Ao instituir a Eucaristia, Jesus deixa de comer para dar a comer aos Doze o alimento novo que sela a aliança nova e eterna com Cristo, em Deus. Jesus interrompe a Ceia Pascal, para criar algo novo e repartir o pão e entregar o cálice, com vinho, que passa a ser o alimento novo, descido do céu, obra de Deus e sinal obreiro da nova e eterna aliança com Deus, em Cristo, no Espírito. A Eucaristia é obra da Santíssima Trindade, é uma nova criação do dom celeste, que o Espírito, realiza na conversão e transformação ou transubstanciação do pão e do vinho que o Espírito faz. Na Epiclese ou oração da Invocação do Espírito Santo, que precede o relato da Instituição da Eucaristia, pedimos a vinda do Espírito, para que o pão e o vinho apresentados, se transformem no Corpo e Sangue de Nosso Senhor Jesus Cristo.

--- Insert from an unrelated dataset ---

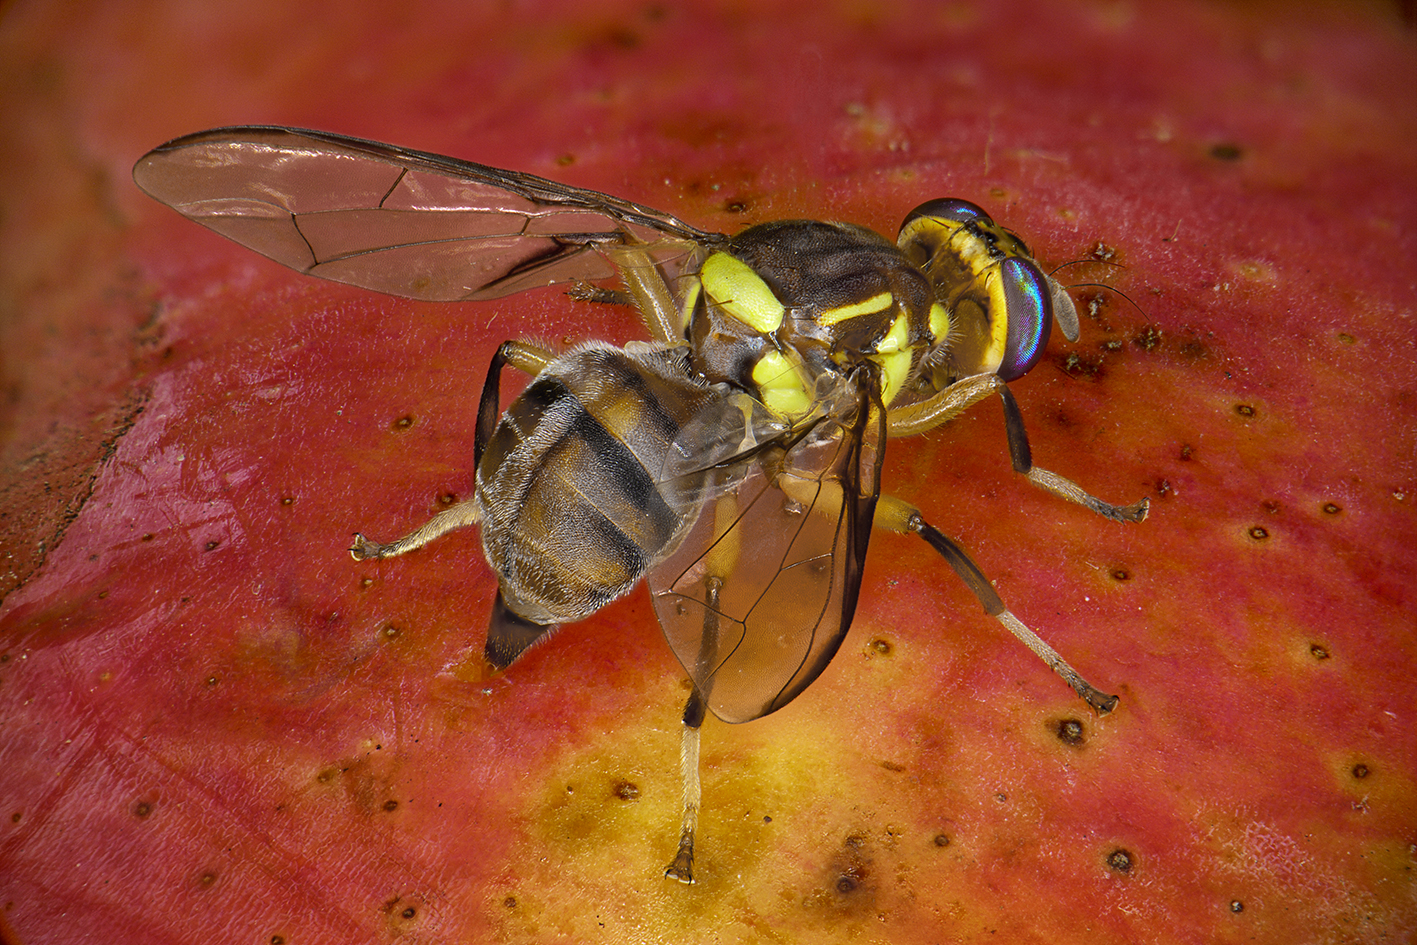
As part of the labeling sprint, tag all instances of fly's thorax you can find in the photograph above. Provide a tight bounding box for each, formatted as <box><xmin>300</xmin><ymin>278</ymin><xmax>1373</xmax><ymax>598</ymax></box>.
<box><xmin>474</xmin><ymin>341</ymin><xmax>717</xmax><ymax>625</ymax></box>
<box><xmin>896</xmin><ymin>198</ymin><xmax>1058</xmax><ymax>383</ymax></box>
<box><xmin>682</xmin><ymin>219</ymin><xmax>945</xmax><ymax>421</ymax></box>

- – Na Solene Procissão, pelas ruas da Cidade iremos louvar, agradecer e adorar Jesus Sacramentado, reconhecendo que se não estabelecermos a frutuosa e íntima Aliança com Cristo e não nos deixarmos converter e transformar, por Ele, com Ele e n’Ele não o recebemos nem o comungamos. Há que discernir, confessar, adorar e reconhecer o verdadeiro pão do Céu, para não comermos nem bebermos a nossa condenação como adverte S. Paulo. Só viveremos unidos em aliança com Deus se crescermos e vivermos na comunhão fraterna e eclesial, pois “ ninguém pode ter a Deus por Pai se não quiser ter a Igreja por mãe” como diz S. Cipriano mártir e bispo de Cartago. E S. João o grande paladino do amor e da Eucaristia, diz, peremptório, na sua Primeira Carta: “ninguém diga que ama a Deus a quem não vê se não ama o irmão que vê”.
Durante a celebração e na Procissão, adoremos Jesus Sacramentado, dizendo:
“ Alma de Cristo santificai-me, Corpo de Cristo salvai-me, Sangue de Cristo inebriai-me, água do lado de Cristo lavai-me, paixão de Cristo confortai-me, ó bom Jesus ouvi-me, dentro das Vossas chagas escondei-me, do inimigo maligno defendei-me, na hora da minha morte chamai-me e mandai-me ir para Vós, para que Vos louve, com os Vossos Santos, pelos séculos dos séculos. Amen”.
Bendito, louvado, adorado e desagravado seja o Santíssimo Sacramento da Eucaristia, fruto do ventre sagrado da Virgem Puríssima Santa Maria!
Vila Real, Festa do Corpo de Deus, 31 de Maio de 2018.